All of our control plane nodes are now ready to go. To join the worker nodes we just have to run the following set of commands:

sudo -i
swapoff -a
echo '{"exec-opts": ["native.cgroupdriver=systemd"]}' >> /etc/docker/daemon.json
systemctl restart docker
systemctl daemon-reload
kubeadm join skycluster:6443 --token xxx --discovery-token-ca-cert-hash xxx

These commands automate the switching of docker on each of the worker nodes to use systemd, then we use kubeadm to join the node to the cluster.
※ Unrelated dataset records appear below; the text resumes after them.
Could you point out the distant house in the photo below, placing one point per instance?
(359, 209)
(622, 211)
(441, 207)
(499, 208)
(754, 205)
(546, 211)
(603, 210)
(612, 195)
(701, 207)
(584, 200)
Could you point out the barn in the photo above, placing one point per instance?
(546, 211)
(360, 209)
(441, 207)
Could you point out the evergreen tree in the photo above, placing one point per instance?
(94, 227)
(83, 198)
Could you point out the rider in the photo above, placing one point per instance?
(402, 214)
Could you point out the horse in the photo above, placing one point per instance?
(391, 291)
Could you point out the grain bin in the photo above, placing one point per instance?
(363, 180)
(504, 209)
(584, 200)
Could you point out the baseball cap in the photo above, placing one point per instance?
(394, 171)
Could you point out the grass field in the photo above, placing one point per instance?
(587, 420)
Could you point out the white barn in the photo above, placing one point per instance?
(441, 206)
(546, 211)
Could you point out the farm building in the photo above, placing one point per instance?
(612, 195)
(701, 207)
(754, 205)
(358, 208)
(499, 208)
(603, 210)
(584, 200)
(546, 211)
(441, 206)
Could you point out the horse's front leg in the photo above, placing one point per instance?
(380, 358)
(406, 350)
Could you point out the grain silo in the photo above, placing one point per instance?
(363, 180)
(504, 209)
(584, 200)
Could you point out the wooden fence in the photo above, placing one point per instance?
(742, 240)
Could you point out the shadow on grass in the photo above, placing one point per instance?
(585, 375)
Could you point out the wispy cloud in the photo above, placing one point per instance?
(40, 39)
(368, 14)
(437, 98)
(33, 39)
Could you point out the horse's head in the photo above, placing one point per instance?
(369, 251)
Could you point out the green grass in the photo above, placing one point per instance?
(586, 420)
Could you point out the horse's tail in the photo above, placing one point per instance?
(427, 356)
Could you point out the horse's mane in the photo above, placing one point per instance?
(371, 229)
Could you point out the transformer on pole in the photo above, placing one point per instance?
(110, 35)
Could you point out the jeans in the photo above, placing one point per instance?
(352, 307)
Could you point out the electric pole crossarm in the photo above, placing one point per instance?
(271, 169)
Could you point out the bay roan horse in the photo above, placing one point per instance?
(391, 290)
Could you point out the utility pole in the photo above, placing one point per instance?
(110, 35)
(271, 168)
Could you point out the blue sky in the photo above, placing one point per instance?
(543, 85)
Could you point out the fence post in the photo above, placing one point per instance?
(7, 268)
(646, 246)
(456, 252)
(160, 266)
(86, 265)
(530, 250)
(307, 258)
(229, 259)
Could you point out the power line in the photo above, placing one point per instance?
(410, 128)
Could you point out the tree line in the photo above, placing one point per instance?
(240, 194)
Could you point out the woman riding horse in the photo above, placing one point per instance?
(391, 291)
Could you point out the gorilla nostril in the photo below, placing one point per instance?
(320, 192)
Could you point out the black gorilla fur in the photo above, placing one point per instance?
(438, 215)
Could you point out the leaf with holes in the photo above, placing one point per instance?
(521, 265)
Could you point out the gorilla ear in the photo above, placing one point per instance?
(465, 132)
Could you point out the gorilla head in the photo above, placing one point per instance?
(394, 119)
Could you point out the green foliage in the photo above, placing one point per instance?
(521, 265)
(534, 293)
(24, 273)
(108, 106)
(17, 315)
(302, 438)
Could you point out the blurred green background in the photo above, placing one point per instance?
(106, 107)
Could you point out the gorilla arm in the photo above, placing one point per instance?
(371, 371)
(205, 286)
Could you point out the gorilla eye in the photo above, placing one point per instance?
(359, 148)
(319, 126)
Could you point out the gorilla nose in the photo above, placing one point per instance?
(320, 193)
With this command run on each worker node we now have a fully working cluster, which we can verify with kubectl get nodes:

NAME STATUS ROLES AGE VERSION
master01 Ready control-plane,master 24h v1.22.0
master02 Ready control-plane,master 16m v1.22.0
master03 Ready control-plane,master 32m v1.22.0
worker01 Ready 4m12s v1.22.0
worker02 Ready 2m8s v1.22.0
worker03 Ready 101s v1.22.0

Lets check the health of cilium using the awesome cilium cli. To install, simply download the release for your OS and copy the binary to your path. With that in place we can run cilium status which gives us the following output:

We can see that cilium is healthy and we have 6/6 cilium containers running (one on each node). We now have a fully working Kubernetes cluster ready for action.